We spoke often about the tales that traditionally inspire cultural development. Narratives found in Gilgamesh, the Bible, or folk tales all served in their time as action plans. They described what worked well in the past so cultures could move into a productive future. In time, some of those tales have become outdated and the stories that once guided us to safety now lead us into danger.
The tale of the last 300 years, since the Age of Reason and on into the Modern Age of Expansion, is that we live in a time of limitless progress, of ever-expanding opportunity and possibility, in which there is a high technological fix for every problem.

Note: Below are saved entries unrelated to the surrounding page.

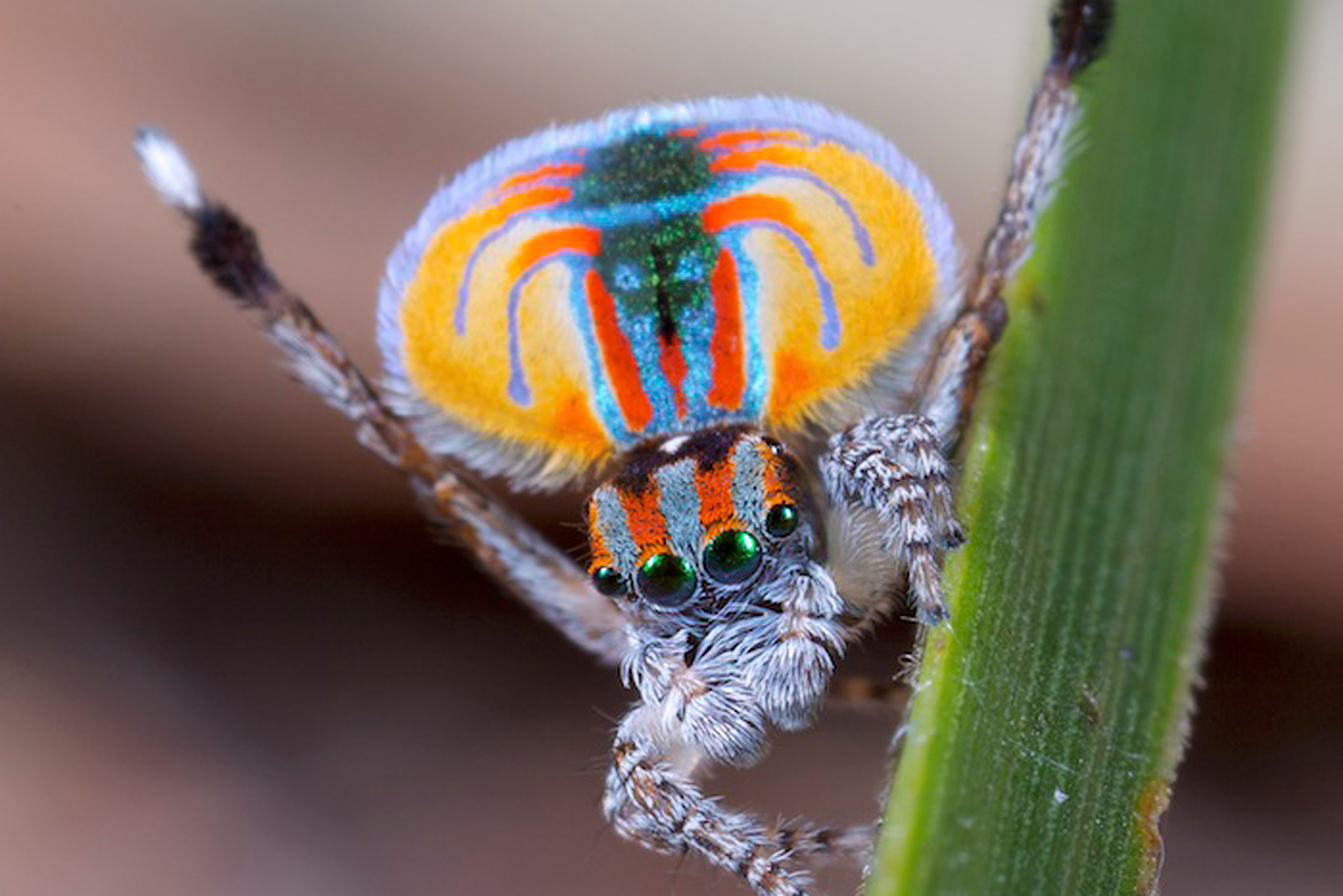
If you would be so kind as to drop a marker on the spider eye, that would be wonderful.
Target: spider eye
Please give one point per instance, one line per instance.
(609, 581)
(732, 557)
(667, 581)
(782, 521)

That old tale, arising not from folk but from corporate interests, said that unlimited growth and soaring GDP is the measure of economic health and community wellbeing; that a rising stock market protects us, no matter how rundown our neighborhoods; that deregulation stimulates investment, even as climate destabilizing emissions rise; and that national security need only focus on existential threats beyond our borders, and not on quality of life and preservation of civil liberties.
It is long past time for us to tell a new story: one that recognizes the turbulent sea of change we sail in [; a story that recognizes the dangers around us but doesn’t just induce a fear or grief response. This new story inspires us to prepare together as communities with open eyes, minds, and hearts — ready to face the risks of impending calamity while embracing the promise of resilience and hope of regeneration.

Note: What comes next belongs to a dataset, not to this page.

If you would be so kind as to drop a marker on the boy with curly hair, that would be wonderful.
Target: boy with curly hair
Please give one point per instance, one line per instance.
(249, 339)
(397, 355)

We need to change the narrative now, embrace a new story truer to circumstance — a storyline in which we heroically face adversity together, creating abundance out of crisis, moving with agility through chaos toward new community values that will sustain us in the unsettled years ahead. That story, based on John’s vision, could be called Repairing Place.

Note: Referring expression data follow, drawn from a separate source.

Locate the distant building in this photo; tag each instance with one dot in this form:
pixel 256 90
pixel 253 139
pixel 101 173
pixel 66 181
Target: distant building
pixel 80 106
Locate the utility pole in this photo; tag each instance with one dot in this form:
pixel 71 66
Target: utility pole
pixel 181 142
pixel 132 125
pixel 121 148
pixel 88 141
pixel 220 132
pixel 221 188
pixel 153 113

The roots of that story are certain: we will thrive only by being earth and community stewards, rather than exploiters; only by demanding that our leaders address not only the economic balance sheet, but also our ecological and equity balance sheets. Only then will we be able to go ahead with hope and find a safe harbor. Only then can we leave a better world for the next generations.
Next Steps in the Repair Revolution
Embracing the imperfect ways that we celebrate our strengths
John’s vision for a Repair culture transcended the idea of fixing objects. During discussions about his vision for both the expansion and formalization of Repair Cafes, he advocated for a cultural transformation that included Repair as a philosophical and pragmatic way of addressing a way of life that included a “circular economy” as cultural kintsugi , an ancient Japanese practice that beautifies broken pottery. It is a way of repair using golden glue that celebrates the breakage as part of the object’s history, rather than as the end of the story. More than merely a craft technique, kintsugi is an outgrowth of the Japanese philosophy wabi-sabi, a belief in the beauty of imperfections.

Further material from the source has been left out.